Intervista a Riccardo Bozzi, che ha da poco pubblicato Caro autore. Come rifiutare un capolavoro (Bompiani)

Premessa dell’autore: gli editori non sono il diavolo

Sono le dieci del mattino, a Milano pioviggina ma fa caldo. Mi sono appena svegliato e mi risuonano ancora nella testa gli ultimi due rifiuti editoriali ricevuti: è proprio la mattina adatta per intervistare Riccardo Bozzi, autore per Bompiani di un libro intelligente, pieno di sarcasmo e stile, non privo di qualche stoccata caustica al mondo dell’editoria.
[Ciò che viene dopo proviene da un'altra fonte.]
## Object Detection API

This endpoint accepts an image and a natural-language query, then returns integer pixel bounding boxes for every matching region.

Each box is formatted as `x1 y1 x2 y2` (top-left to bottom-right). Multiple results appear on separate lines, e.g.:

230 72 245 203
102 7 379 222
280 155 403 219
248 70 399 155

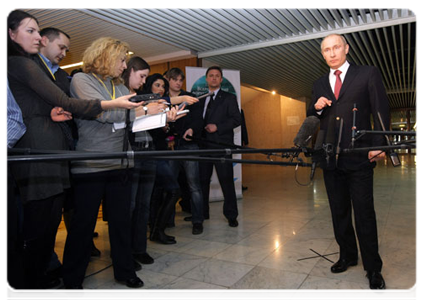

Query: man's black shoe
43 278 61 289
330 259 357 273
66 285 84 299
228 219 238 227
42 265 62 289
134 252 154 265
126 277 144 288
35 288 68 300
192 223 203 234
134 259 142 272
367 271 386 294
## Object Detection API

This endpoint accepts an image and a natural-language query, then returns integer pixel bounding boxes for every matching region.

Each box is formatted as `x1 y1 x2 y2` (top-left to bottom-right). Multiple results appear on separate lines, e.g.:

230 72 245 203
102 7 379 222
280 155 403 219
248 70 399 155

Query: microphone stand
351 103 358 148
335 118 344 167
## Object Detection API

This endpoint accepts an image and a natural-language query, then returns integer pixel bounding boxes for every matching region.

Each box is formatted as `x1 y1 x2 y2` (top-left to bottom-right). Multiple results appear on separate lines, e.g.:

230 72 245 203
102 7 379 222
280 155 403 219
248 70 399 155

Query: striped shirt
4 76 26 148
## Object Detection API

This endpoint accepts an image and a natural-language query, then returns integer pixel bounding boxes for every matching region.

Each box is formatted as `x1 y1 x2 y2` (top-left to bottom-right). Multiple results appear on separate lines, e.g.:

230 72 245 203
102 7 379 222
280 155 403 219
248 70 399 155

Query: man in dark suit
200 66 241 227
308 34 389 294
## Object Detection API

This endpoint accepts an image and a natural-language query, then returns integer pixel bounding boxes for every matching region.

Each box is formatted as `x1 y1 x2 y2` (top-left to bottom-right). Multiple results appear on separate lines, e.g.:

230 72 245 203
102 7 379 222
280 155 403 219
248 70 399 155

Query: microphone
294 116 320 148
310 129 326 180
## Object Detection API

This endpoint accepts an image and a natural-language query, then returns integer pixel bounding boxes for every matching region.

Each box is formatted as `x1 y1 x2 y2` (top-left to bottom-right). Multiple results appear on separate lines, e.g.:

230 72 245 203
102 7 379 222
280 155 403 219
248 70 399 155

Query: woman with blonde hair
5 10 140 300
63 37 144 298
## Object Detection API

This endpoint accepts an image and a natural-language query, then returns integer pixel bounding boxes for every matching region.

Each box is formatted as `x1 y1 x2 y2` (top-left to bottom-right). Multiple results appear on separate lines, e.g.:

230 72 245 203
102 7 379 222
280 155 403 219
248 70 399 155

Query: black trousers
4 164 25 300
323 168 382 271
63 169 136 286
23 193 64 298
200 156 238 220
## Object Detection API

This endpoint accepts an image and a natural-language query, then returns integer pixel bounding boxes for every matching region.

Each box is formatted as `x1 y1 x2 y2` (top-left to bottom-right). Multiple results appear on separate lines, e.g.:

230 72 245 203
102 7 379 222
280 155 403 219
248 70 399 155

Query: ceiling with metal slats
6 8 420 116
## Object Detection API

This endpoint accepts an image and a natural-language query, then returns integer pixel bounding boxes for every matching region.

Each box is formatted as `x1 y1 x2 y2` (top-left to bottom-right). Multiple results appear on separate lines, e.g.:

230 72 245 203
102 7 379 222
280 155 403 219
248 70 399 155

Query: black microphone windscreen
314 129 326 150
294 116 320 148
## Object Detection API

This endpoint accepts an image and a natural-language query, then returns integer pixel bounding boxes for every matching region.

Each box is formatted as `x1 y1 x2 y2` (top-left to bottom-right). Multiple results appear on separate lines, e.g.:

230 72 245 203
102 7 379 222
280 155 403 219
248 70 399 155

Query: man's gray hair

Prendo il telefono e digito il suo numero, prima però avvio il programma per registrare la telefonata. Tendo a dimenticare. Qui vi riporto una sbobinatura quasi integrale della nostra conversazione. Ovviamente Riccardo è stato avvisato della registrazione, infatti non ha detto quasi nessuna parolaccia.

Inizierei col chiederti se con questo libro ti schieri maggiormente dalla parte dei lettori – nessuno ci capisce – o degli editori – certe cose sono realmente impubblicabili?
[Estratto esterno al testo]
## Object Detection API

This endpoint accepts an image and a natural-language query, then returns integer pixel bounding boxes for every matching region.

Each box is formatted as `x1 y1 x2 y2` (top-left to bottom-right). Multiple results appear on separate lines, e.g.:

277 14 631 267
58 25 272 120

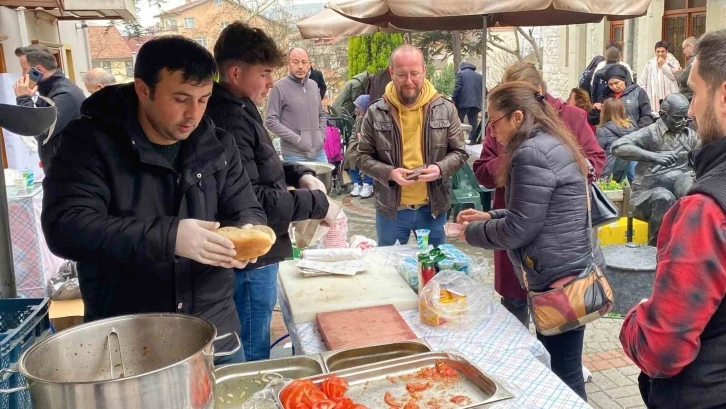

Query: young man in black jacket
41 36 267 364
207 21 339 361
13 45 86 173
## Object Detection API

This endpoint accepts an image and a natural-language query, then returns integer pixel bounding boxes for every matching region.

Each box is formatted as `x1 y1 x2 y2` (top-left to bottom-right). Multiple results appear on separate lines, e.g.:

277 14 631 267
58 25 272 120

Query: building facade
542 0 726 98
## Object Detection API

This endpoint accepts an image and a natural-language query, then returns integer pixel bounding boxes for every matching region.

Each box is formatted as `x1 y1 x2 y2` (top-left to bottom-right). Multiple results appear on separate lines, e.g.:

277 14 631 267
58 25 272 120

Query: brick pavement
272 196 645 409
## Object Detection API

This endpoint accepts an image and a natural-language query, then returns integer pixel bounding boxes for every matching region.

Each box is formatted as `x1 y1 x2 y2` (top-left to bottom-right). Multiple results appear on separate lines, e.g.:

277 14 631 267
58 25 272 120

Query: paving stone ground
272 195 645 409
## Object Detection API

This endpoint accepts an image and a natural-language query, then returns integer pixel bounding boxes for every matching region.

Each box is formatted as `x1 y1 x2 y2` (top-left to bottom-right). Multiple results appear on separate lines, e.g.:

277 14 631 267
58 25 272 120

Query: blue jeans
234 264 280 361
376 206 446 246
537 327 587 402
348 168 373 185
282 151 328 163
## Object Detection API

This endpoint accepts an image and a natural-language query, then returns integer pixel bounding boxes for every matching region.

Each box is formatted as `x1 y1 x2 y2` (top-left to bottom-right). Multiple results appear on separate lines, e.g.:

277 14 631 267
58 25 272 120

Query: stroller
323 107 354 195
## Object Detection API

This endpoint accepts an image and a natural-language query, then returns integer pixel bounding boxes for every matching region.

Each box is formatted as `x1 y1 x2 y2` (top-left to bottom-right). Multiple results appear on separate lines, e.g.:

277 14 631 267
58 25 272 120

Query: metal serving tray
322 339 431 372
214 354 325 409
277 352 513 409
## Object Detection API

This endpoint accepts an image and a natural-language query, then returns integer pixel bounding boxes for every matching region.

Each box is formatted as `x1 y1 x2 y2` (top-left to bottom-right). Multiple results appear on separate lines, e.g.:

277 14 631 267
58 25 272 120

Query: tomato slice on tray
312 399 335 409
333 398 354 409
383 392 403 408
320 376 348 399
406 382 431 393
302 386 328 409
Partiamo dall’assunto che gli editori non sono il diavolo e parte del loro lavoro consiste nel vendere i libri. Altrettanto importante è trovare libri che valgono, ma i libri che valgono e i libri che vendono non sempre coincidono. Un caso eclatante è quello di Giuseppe Tomasi di Lampedusa e del suo Gattopardo: rifiutato ben due volte da Vittorini per una questione di gusti, il libro poi ha venduto tanto. Ti dico anche una cosa, questo mio libro è nato…

Ecco, appunto, come ti è venuta quest’idea?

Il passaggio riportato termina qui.